Lonza, Massachusetts Eye and Ear (MEE) and Akouos, a new biotechnology company focused on restoring and preserving hearing with backing from leading life science investors, announced strategic license agreements for exclusive rights to the ancestral adeno-associated viral vectors (AAV) gene therapy platform for all hearing and balance disorders
The agreement with Akouos is designed to accelerate AAV gene therapy for hearing and balance disorder.
It builds on the existing ancestral AAV partnership between MEE and Lonza, and brings together world-class expertise and resources in hearing science research and development, clinical research and AAV manufacturing.
Akouos plans to build a premier gene therapy company focused on hearing and balance disorders with the close of a $7.5 million seed round led by 5AM Ventures and New Enterprise Associates (NEA), with participation from Partners Innovation Fund.

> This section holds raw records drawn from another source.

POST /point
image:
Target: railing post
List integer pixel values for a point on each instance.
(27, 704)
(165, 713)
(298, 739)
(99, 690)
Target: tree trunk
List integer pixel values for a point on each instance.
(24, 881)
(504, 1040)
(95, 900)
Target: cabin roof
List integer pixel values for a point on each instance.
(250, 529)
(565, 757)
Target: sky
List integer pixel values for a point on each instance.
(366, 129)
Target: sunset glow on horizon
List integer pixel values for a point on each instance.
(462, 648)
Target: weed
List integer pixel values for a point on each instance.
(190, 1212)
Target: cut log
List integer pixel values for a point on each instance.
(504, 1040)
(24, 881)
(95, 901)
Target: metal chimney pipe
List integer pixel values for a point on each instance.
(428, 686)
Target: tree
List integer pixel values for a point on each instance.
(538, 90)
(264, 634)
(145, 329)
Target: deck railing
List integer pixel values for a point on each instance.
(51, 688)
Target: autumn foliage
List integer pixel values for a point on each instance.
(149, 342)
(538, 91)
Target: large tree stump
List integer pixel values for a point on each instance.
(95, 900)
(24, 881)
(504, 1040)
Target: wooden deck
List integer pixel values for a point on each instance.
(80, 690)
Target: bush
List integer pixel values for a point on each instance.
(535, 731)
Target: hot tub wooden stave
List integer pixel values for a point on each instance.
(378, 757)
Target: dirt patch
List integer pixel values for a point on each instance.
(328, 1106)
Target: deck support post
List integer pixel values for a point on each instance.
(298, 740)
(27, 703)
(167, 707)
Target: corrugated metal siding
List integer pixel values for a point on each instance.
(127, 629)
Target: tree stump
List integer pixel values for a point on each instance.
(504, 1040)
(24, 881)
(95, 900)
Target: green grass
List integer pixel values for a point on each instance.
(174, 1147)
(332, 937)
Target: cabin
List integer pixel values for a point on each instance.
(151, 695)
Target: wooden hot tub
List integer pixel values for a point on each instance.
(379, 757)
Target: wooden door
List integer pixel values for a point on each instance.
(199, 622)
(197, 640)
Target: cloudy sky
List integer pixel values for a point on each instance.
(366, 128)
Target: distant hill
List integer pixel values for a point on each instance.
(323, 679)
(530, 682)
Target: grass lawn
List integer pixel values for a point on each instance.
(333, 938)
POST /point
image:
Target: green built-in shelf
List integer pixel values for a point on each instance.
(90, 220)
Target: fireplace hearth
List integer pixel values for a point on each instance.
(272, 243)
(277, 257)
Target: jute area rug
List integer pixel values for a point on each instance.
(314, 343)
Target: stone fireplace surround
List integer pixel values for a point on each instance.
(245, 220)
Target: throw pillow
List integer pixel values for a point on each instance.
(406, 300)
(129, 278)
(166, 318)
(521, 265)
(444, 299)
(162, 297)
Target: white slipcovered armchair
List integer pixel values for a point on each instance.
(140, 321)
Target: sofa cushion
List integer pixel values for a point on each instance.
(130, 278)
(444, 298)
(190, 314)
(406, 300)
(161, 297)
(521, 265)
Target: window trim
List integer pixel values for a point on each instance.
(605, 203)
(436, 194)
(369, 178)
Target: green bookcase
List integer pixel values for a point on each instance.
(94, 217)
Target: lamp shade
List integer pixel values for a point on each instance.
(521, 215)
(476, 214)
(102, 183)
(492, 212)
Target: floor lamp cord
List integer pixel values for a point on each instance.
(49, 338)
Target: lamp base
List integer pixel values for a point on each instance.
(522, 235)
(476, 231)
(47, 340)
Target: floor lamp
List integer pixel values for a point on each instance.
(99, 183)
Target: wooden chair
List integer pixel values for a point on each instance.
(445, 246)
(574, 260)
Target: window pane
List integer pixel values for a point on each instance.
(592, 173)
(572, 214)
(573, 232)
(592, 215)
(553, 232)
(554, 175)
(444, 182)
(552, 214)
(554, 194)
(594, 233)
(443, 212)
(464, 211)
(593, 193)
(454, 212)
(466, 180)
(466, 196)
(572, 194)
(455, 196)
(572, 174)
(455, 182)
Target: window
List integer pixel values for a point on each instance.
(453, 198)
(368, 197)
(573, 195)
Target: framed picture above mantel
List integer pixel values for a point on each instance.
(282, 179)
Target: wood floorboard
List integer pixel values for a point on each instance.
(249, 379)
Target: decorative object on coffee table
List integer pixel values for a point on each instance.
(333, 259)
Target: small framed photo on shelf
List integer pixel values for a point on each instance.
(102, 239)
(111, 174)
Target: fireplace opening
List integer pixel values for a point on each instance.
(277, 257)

Kush Parmar, Managing Partner at 5AM Ventures and Ed Mathers, partner at NEA, join the Akouos Board of Directors as a result of the investment.
Concurrent with the financing, Akouos entered into the Anc-AAV gene therapy license agreements with Lonza and MEE.
Ancestral AAVs are in silico-designed AAVs, first developed in the laboratory of Dr Luk H. Vandenberghe, Assistant Professor at Harvard Medical School and Director of the Grousbeck Gene Therapy Center at MEE.
“Our mission is to make healthy hearing available to all,” said Dr Manny Simons, founder and CEO of Akouos.
“To this end we are building the leading inner-ear gene therapy company. Our cornerstone partnership with MEE, the world’s largest hearing research center and with Lonza, a global leader in viral gene and cell therapy manufacturing, sets a strong foundation for the important work to be done in this emergent field.”
“This strategic licensing deal with Akouos, alongside our valued partner in MEE, is a key milestone on the path to delivering the next transformative class of gene therapies together,” said Marc Funk, COO, Lonza’s Pharma&Biotech segment.
“We are very excited to bring together such great talent to accelerate the progress in treatment of hearing and balance restoration disorders,” said Dr Bradley Welling, Chief of Otolaryngology at Massachusetts Eye and Ear and Massachusetts General Hospital, Dr Joan W. Miller, Chief of Ophthalmology at Massachusetts Eye and Ear and Massachusetts General Hospital, and the David Glendenning Cogan Professor of Ophthalmology and Chair of Ophthalmology at Harvard Medical School.
“It is our mission to make a difference in the lives of patients.”